The sources of the sqlparse module are currently hosted on but may move to Google Code anytime soon. Refer to the project page on Google Code for downloads and how to access the sources.

In addition there’s a simple AppEngine application that exposes the formatting features as an online service.

SQL Parsing with Python, Pt. I

March 29, 2009

Some time ago I was in search for some kind of SQL parser module for Python. As you can guess, my search wasn’t really successfull. pyparsing needs a grammar, but I’m not really interested in writing a full-blown grammar for SQL with it’s various dialects. AFAICT Gadfly implements a customized SQL parser, but I was not able to figure out how to use it. And there’s sqlliterals, but as the name suggests it’s just for identifying literals within statements.

I expect such a module to do the following:

  • It should be fast ;-)
  • scalable – what the parser needs to know about a string containing SQL statements depends on what I want to do with it. If I just want to split that string in separate statements I don’t need to know as much as when I want to know what identifiers occur in it.
  • non-validating –  Parsing shouldn’t fail if the statement is syntactically incorrect as I want to use it for an SQL editor where the statements are (naturally) incorrect most of the time.
  • some beautifying is a nice-to-have – We all know SQL generated by a script and copied from a logging output to a database front-end – it always looks ugly and is pretty unreadable.

The only thing I’ve found that comes close to my needs is Pygments (yes, the syntax highlighter). It does a really good job highlighting SQL, so it “understands” at least something. To be concrete, it has a rock-solid and fast lexer. There’s a FAQ entry if it’s possible to use Pygments for progamming language processing. The answer is:

The Pygments lexing machinery is quite powerful can be used to build lexers for basically all languages. However, parsing them is not possible, though some lexers go some steps in this direction in order to e.g. highlight function names differently.

Also, error reporting is not the scope of Pygments. It focuses on correctly highlighting syntactically valid documents, not finding and compensating errors.

There’s a nice distinction between lexers and parser in this answer. The former does lexical and the latter syntactical analysis of a given stream of characters. For my needs this led to a two step process: first to do the lexing using Pygments mechanism (BTW, read “focuses on […] syntactically valid documents, not finding […] errors” as “non-validating”) and then to add parsing on top of the token stream.

So I stripped the lexing mechanism for SQL out of Pygments to get rid of some overhead not needed for my purposes (e.g. loading of extensions). The only changes to the Pygments tokenizer was to replace a huge regex for finding keywords by a dictionary-based lookup and to add a few new tokens to make live easier in the second processing stage. The achieved performance improvement by replacing the regex doesn’t play a significant role for Pygments, it just speeds up the lexing a bit.

In the second step the very efficient token-type/value stream generated in step 1 is grouped together in nested lists of simple classes. Instantiating a bunch of classes results in a performance loss, but with the benefit of some helpful methods for analyzing the now classified tokens.
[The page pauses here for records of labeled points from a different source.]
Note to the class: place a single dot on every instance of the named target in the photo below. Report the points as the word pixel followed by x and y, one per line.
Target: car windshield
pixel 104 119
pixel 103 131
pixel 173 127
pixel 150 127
As the classes are pretty simple most of the performance loss was recaptured by using slots.

The grouping mechanism is again non-validating. It tries to find patterns like identifiers and their aliases or WHERE clauses and their conditions in the token stream, but it just leaves the tokens unchanged if it doesn’t find what it’s looking for. So it actually defines some sort of “grammar”, but very unrestrictive. That means that the quality of answers to questions like “Is there a WHERE clause?” or “Which tables are affected?” heavily depends on the syntactical clearness of the given statement at the time when it’s processed and it’s up to the user or application using the module to intrepet the answers right. As the module is seen as a helper during the develoment process of SQL statements it doesn’t insist on syntactical correctness as the targeted database system would do when the statement is executed.

All in all these are the two (simple) processing steps:

  1. Lexing a given string using regular expressions and generate a token-type/value stream (in fact, this is the Pygments lexer).
  2. Parsing
    1. Instantiate a simple token class for each item in the stream to ease syntactical analysis.
    2. Group those tokens in nested lists by using simple functions by finding patterns.

Depending on what should be done with the statements, only the first step is required. For example, splitting statements or simple formatting rules don’t require parsing.

Pt. II of this blog post will cover the two remaining points: scalibality and the beautifiying goodie. And it will give a closer look at the  module I came up with, including some performance stats. For the impatient: the source code of this module is available here.

Creating Man Pages Using optparse and distutils

March 17, 2009

This blog post describes how to generate a simple man page during build time for Python applications using distutils and optparse. Technically this post describes how to write a custom HelpFormatter and a custom build command.

For GUI applications command line options usually bother me not much. Just in some rare cases, mainly when debugging or feeling unlucky with the startup behavior, I’m interested in these options. Even then I prefer to use “–help”. BTW, for the “real” command line tools like sed, ls or grep this is totally different.

So, due to my lack of interest in man pages for GUI applications I’ve shipped the previous release of CrunchyFrog along with a totally out-dated man page. Moreover I really don’t like writing man pages or keeping them in sync with the actual command line options already documented by OptionParser’s help features…
Read more…

Something completely different

February 6, 2009

Spent half of the evening crawling through sites I’ve rarely visited in the last few months.

There are at least two “new” Sandman songs on MySpace. Ok, they’re not new at all, but mystic… ;-) BTW if you haven’t did so already, support the Mark Sandman Music Project in any way…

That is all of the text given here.